Hostages freed after more than a year of Hamas captivity have a long road ahead as they try to recover from hunger, deprivation, and the effects of being held underground in the dark for long periods.
Doctors fear their vision may suffer permanent damage, a spokesman for the Israeli Prime Minister’s Office said at a press conference on Jan. 27.
And the effects are mental as well, the spokesman, David Mencer, said. “Clearly, there has been psychological torture.”
Hamas, on Jan. 25, published an image of what it represented as Daniella Gilboa’s white funeral shroud, Mencer said, citing the effect on Daniella’s mother. The girl was returned alive the next day.
“These young ladies face an emotional and medically complex road to recovery,” he said.
Some spent 15 months or most of it underground.
“Daniella, 20, still has a bullet in her leg after she was shot by Hamas,” Mencer said.
The girls have told doctors they were fed only one or two pieces of pita bread a day “until their stomachs swelled,” he said.
“They were made to cook for their captors but forbidden from eating. They were held in tunnels in the dark.”
Doctors are braced for them to lose part of their vision. They developed skin conditions and hearing difficulties “after so long underground in cramped, squalid surroundings.”
“Medics have also been concerned that Hamas may have drugged them. This may explain why the four girls were seen smiling ecstatically as they were paraded in front of terrorists in their sickening handover ceremonies,” Mencer said.
“Those released in the November 2023 deals spoke of being given narcotics to make them appear happy. Doctors have carried out tests for toxins.”
However, the recently released girls, all Israel Defense Forces (IDF) surveillance soldiers—Gilboa, Karina Ariev, 20; Naama Levy, 20; and Liri Albag, 19—have told their families that they were determined not to be humiliated at the ceremony in Gaza City.
Given quasi-military uniforms to wear, they were required to walk across Palestinian Square and stand on the stage with armed Hamas terrorists at their side.
“We showed them on the stage that we were not fazed,” the Times of Israel reported one had told family and friends. “It had no impact on us. We are stronger than them.”
Eli Albag, Liri Albag’s father, told Israeli reporters the girls were told ahead of the ceremony that they would be required to speak from the stage.
Instead, he said, the four decided to make “victory gestures” and subvert the Hamas ceremony.

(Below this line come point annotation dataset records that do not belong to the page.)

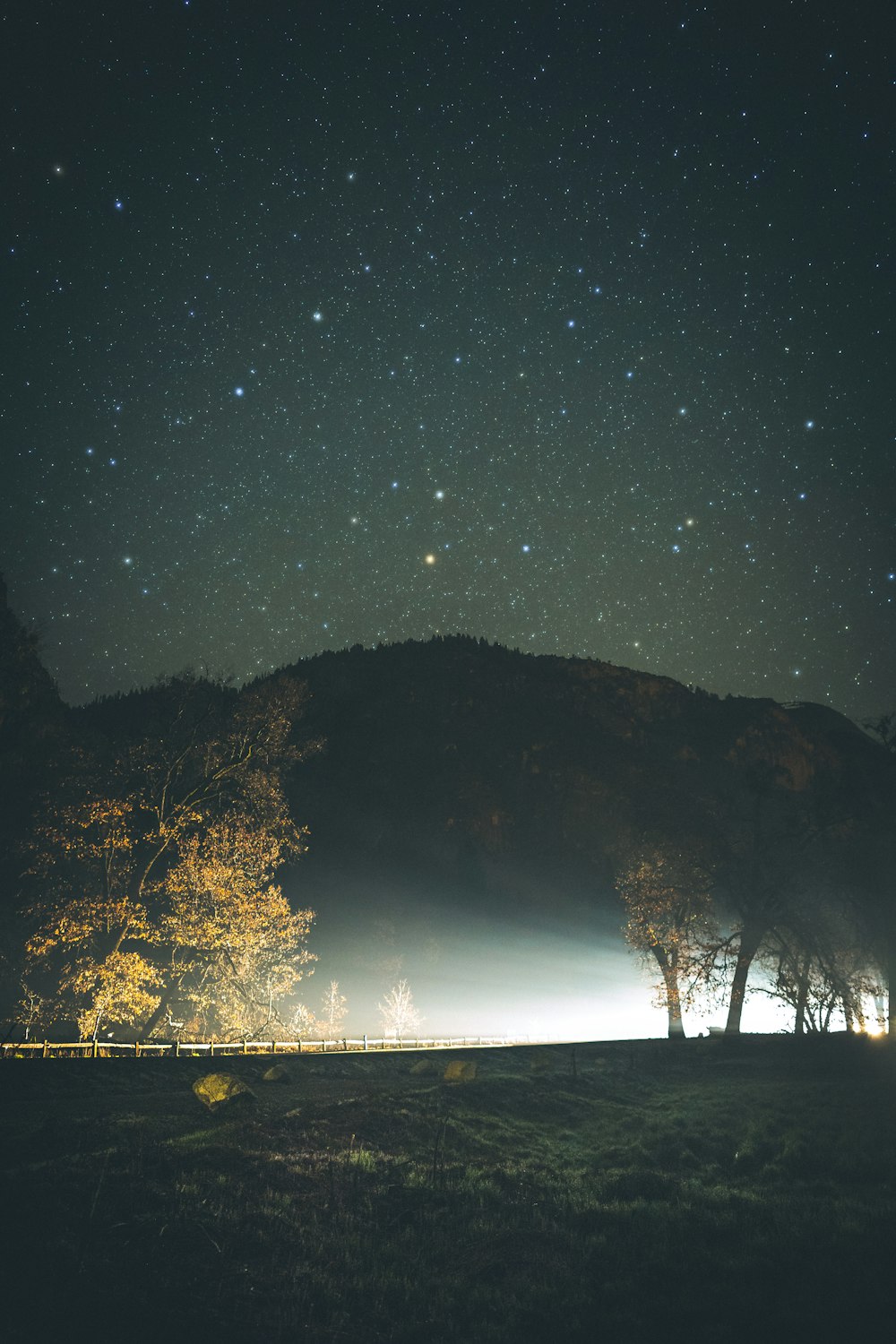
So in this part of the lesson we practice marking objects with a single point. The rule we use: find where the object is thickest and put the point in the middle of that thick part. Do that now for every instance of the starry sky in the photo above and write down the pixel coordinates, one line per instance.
(564, 324)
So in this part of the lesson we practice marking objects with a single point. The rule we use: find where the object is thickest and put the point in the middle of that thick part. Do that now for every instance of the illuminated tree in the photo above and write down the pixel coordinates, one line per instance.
(236, 951)
(398, 1012)
(155, 866)
(333, 1011)
(667, 898)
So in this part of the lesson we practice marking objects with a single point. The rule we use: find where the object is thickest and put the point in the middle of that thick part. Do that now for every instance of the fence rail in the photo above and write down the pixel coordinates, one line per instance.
(214, 1048)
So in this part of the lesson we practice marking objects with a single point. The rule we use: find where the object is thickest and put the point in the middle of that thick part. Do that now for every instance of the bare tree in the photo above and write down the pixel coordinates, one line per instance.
(333, 1011)
(398, 1012)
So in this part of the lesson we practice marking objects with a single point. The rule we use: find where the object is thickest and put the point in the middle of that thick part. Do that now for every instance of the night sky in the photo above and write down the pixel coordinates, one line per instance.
(568, 325)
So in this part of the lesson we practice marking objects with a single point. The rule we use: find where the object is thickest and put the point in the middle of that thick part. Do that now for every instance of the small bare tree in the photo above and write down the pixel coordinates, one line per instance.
(398, 1012)
(333, 1011)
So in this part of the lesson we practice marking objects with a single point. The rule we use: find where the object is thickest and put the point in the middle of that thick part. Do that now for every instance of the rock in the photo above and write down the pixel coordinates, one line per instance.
(217, 1090)
(276, 1074)
(460, 1072)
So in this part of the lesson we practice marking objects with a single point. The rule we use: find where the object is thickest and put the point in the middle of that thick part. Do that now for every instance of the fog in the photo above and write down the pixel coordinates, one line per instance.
(470, 973)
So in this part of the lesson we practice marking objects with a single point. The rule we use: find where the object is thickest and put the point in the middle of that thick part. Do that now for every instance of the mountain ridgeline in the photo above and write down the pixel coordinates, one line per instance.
(454, 777)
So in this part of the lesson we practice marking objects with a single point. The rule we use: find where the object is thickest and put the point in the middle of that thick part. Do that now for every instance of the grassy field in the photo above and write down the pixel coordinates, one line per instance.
(622, 1193)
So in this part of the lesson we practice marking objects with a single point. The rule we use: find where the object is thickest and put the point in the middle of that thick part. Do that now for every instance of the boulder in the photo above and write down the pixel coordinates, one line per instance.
(460, 1072)
(276, 1074)
(217, 1090)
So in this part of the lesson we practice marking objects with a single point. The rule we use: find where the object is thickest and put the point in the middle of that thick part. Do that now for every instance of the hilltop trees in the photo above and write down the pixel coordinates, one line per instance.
(153, 866)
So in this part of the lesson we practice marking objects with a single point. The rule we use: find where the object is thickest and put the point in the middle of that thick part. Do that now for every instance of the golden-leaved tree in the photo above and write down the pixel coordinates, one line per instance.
(155, 860)
(667, 897)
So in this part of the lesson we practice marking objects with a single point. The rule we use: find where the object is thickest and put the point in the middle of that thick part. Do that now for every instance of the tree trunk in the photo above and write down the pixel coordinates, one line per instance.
(750, 940)
(156, 1015)
(669, 970)
(802, 997)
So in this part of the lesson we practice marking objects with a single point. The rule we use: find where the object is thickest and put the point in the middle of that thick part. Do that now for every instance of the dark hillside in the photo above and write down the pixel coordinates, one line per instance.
(498, 771)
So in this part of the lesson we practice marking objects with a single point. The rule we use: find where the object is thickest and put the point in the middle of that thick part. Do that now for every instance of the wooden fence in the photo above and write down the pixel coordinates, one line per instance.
(214, 1048)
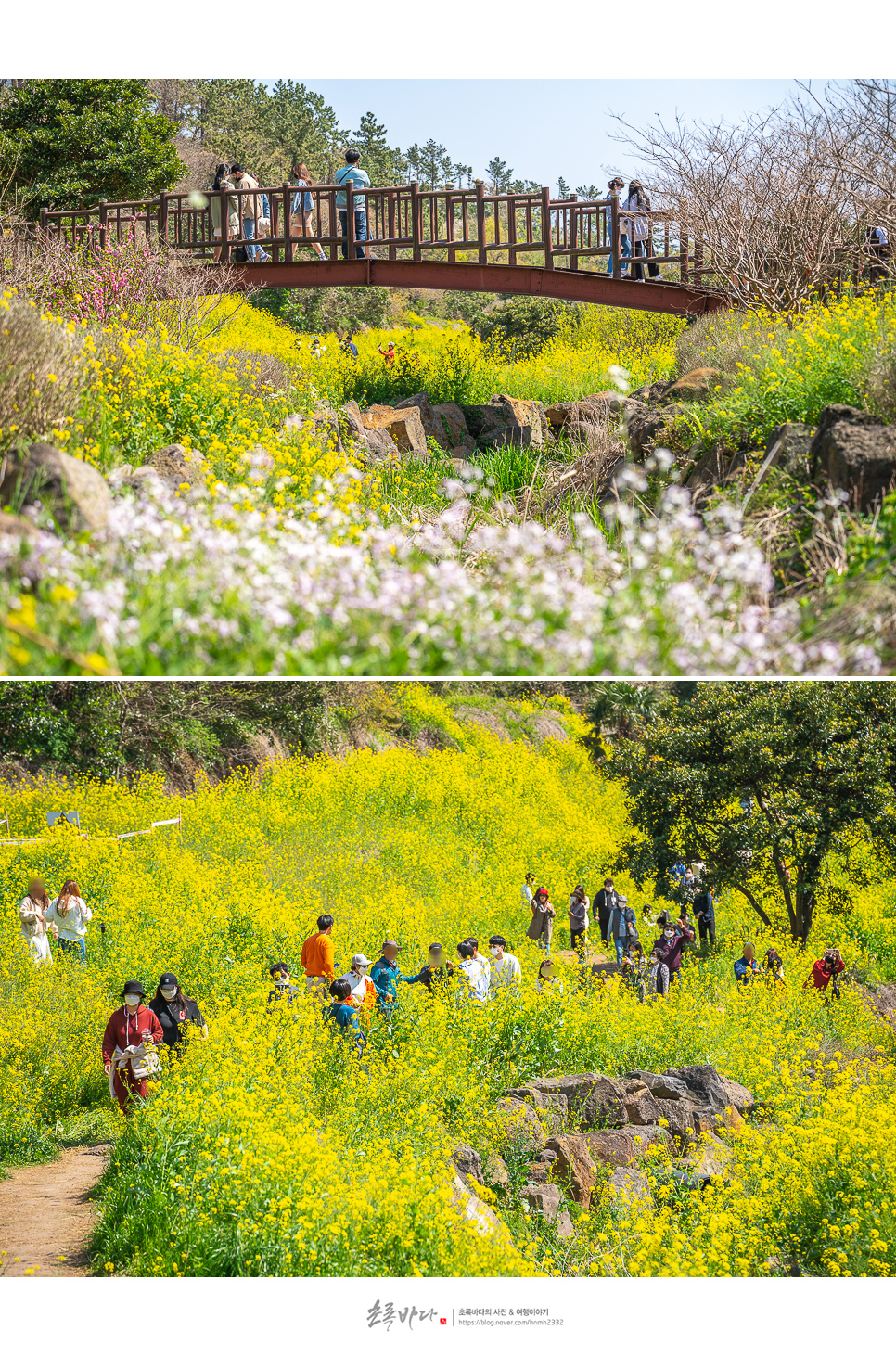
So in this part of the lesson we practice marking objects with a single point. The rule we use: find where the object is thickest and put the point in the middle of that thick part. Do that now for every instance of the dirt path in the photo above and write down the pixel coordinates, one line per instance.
(45, 1214)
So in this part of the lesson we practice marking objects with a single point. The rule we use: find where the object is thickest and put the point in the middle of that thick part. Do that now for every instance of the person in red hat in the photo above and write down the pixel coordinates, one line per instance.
(131, 1036)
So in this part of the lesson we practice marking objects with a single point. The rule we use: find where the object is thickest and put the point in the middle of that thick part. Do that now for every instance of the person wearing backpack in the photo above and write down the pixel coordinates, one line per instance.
(705, 915)
(70, 915)
(129, 1042)
(621, 927)
(578, 918)
(34, 925)
(604, 904)
(352, 173)
(672, 944)
(175, 1010)
(250, 213)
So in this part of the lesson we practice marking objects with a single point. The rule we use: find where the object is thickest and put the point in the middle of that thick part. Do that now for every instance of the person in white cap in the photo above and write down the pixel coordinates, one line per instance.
(364, 991)
(34, 925)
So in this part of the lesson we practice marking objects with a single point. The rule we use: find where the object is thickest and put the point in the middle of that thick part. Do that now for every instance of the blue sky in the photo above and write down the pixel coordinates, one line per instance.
(541, 128)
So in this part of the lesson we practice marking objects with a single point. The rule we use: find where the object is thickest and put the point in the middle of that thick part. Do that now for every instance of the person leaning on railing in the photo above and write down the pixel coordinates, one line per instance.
(250, 211)
(304, 205)
(614, 188)
(224, 181)
(352, 173)
(640, 231)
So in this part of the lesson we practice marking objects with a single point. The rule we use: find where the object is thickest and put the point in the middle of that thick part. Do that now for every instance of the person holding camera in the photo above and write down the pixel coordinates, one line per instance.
(129, 1047)
(826, 972)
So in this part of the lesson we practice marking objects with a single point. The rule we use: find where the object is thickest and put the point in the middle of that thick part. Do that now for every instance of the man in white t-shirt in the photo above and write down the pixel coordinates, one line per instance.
(506, 970)
(476, 978)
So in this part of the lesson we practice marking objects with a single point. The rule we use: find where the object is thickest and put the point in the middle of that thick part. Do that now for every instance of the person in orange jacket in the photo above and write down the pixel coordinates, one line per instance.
(129, 1033)
(319, 954)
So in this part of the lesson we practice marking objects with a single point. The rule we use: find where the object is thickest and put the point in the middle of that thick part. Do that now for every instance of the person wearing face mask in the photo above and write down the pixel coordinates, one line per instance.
(282, 989)
(604, 904)
(34, 925)
(622, 927)
(657, 979)
(387, 977)
(70, 915)
(579, 903)
(129, 1043)
(672, 944)
(482, 960)
(438, 974)
(175, 1010)
(342, 1016)
(362, 991)
(506, 970)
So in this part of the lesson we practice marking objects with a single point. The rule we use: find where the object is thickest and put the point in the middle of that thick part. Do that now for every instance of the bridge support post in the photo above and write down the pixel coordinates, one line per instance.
(415, 222)
(545, 228)
(161, 219)
(225, 225)
(616, 237)
(288, 223)
(480, 222)
(350, 219)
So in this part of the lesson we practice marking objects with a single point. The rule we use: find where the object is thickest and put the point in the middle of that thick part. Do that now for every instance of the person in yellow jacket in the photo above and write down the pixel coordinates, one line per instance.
(319, 954)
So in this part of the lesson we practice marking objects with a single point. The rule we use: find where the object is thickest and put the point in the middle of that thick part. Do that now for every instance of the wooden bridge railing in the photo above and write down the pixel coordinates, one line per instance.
(467, 225)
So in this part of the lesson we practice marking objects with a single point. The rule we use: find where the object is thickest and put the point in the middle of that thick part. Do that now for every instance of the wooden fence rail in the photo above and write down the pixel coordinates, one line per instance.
(390, 223)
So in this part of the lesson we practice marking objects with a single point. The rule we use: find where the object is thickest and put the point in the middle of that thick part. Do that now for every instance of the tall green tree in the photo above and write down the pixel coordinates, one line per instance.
(430, 164)
(764, 783)
(73, 143)
(384, 163)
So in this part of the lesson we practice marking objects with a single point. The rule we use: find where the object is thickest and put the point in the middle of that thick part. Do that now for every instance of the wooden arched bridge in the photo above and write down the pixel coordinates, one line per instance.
(460, 239)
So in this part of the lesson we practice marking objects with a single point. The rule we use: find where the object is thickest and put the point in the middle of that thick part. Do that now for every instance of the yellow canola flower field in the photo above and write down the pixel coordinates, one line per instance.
(273, 1149)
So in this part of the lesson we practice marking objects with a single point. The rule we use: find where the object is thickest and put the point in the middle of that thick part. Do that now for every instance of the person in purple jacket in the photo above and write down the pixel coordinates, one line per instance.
(672, 944)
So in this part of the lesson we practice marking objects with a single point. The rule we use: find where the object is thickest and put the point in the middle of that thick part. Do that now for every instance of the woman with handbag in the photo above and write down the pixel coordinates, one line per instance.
(223, 181)
(543, 918)
(304, 206)
(34, 924)
(129, 1047)
(175, 1010)
(70, 917)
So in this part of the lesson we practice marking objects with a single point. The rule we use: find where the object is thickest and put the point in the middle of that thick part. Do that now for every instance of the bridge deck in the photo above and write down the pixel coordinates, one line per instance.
(464, 239)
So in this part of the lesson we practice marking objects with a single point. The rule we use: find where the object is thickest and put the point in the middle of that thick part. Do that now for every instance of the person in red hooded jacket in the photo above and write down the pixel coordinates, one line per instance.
(131, 1032)
(826, 970)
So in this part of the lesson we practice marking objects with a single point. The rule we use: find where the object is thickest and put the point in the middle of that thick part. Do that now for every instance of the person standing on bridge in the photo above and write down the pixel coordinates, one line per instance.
(304, 205)
(223, 181)
(614, 188)
(352, 173)
(250, 211)
(639, 228)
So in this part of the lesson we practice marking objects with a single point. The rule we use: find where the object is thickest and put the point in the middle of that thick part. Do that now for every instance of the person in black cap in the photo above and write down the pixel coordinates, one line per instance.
(173, 1010)
(131, 1033)
(438, 974)
(282, 988)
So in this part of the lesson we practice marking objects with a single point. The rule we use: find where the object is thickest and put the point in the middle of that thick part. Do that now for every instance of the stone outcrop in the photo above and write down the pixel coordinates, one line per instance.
(506, 419)
(445, 423)
(714, 468)
(403, 426)
(611, 1121)
(476, 1212)
(72, 491)
(857, 454)
(591, 410)
(648, 428)
(631, 1185)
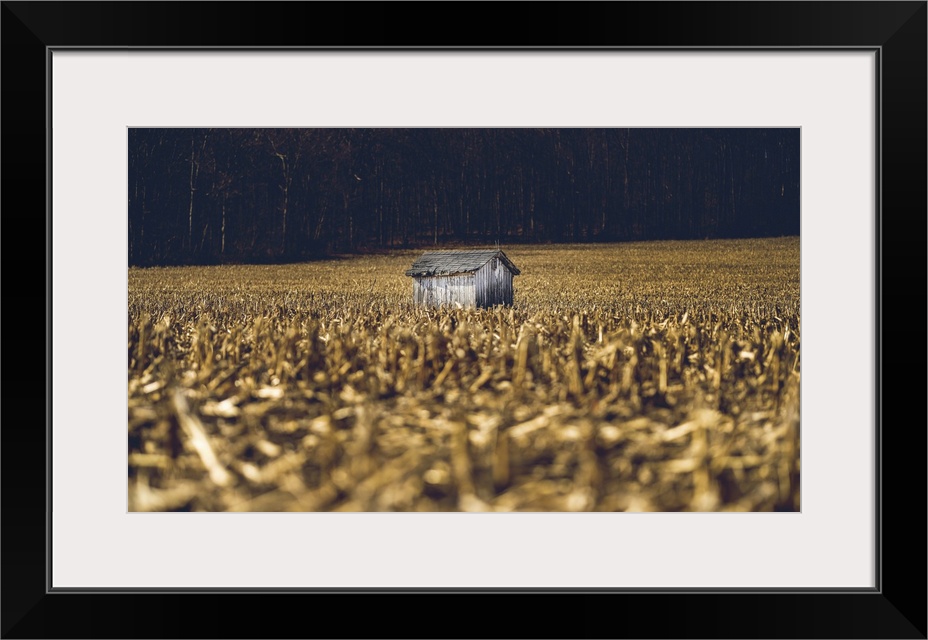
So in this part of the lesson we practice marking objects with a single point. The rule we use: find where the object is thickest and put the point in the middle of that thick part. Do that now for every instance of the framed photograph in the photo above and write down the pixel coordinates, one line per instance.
(848, 78)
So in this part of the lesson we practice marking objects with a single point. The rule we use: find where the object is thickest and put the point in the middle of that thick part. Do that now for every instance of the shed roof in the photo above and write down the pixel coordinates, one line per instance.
(443, 263)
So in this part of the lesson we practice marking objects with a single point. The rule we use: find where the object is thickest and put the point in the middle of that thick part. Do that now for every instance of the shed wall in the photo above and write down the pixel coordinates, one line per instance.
(433, 291)
(494, 284)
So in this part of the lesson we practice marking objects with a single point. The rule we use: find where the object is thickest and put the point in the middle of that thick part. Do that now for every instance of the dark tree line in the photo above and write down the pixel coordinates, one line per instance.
(254, 195)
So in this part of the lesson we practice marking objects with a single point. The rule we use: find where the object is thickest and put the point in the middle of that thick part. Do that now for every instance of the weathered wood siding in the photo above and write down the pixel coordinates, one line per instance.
(494, 284)
(433, 291)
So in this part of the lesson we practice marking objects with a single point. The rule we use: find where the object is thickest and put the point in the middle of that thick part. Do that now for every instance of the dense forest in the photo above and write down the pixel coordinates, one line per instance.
(200, 195)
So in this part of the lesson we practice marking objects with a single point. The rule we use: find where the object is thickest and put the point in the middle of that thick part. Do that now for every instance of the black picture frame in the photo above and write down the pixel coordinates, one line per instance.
(896, 608)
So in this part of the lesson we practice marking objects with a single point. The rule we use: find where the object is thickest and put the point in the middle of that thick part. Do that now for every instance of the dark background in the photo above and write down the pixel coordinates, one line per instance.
(896, 609)
(258, 195)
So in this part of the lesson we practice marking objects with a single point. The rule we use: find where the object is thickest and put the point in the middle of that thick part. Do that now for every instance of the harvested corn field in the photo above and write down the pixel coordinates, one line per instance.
(658, 376)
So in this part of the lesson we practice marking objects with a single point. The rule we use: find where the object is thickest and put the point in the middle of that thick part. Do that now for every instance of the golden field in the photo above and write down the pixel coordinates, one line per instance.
(660, 376)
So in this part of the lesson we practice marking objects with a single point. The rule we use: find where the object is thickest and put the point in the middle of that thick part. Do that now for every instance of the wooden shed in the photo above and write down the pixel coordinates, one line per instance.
(471, 278)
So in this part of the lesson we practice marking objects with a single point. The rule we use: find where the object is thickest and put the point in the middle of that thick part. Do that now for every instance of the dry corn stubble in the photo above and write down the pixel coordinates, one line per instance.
(632, 377)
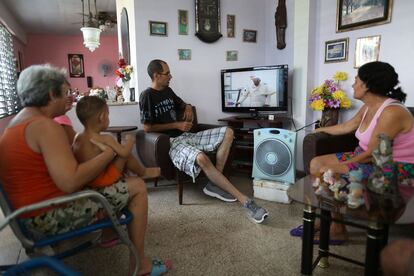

Liri told him, Eli Albag said, that Hamas “told them to speak. So Liri and the other girls decided, ‘We’re not only not going to speak. We’ll make victory gestures and spoil the whole show they have planned.”
The girls smiled and waved at the large crowd of armed Hamas terrorists and supporters. Albag also gave a thumbs-up.
“The moment they did the victory gestures,” the Hamas organizers “realized they'd got themselves into a mess with these girls, took them down from the stage, and didn’t let them speak,” Eli Albag said.
Liri Albag told her father she was to have said, “My name is Liri Albag and I’m No. 1,” he said.
Colonel Avi Banov, deputy chief of the IDF’s medical corps, told reporters online on Jan. 27 that some were held up to eight months straight in tunnels with little or no human contact.
“Some of them were alone through the entire time they were there,” he said. “Those who said they were together were in better shape.”
Some went for long periods without being able to shower and without sanitary conditions. Some were not allowed to hold hands together or cry.
Some of them reported hearing the radio frequently during captivity—some were held in Gaza civilians’ homes—and that they took strength from hearing about their families and others’ struggles on their behalf, including demonstrations urging their release.
The four, plus a fifth girl held with them and scheduled to be released later this week, Agam Berger, were soldiers in a surveillance unit based at Kibbutz Nahal Oz, one of the communities attacked on Oct. 7, 2023.
In their unit, 15 soldiers were killed at the base during the attack.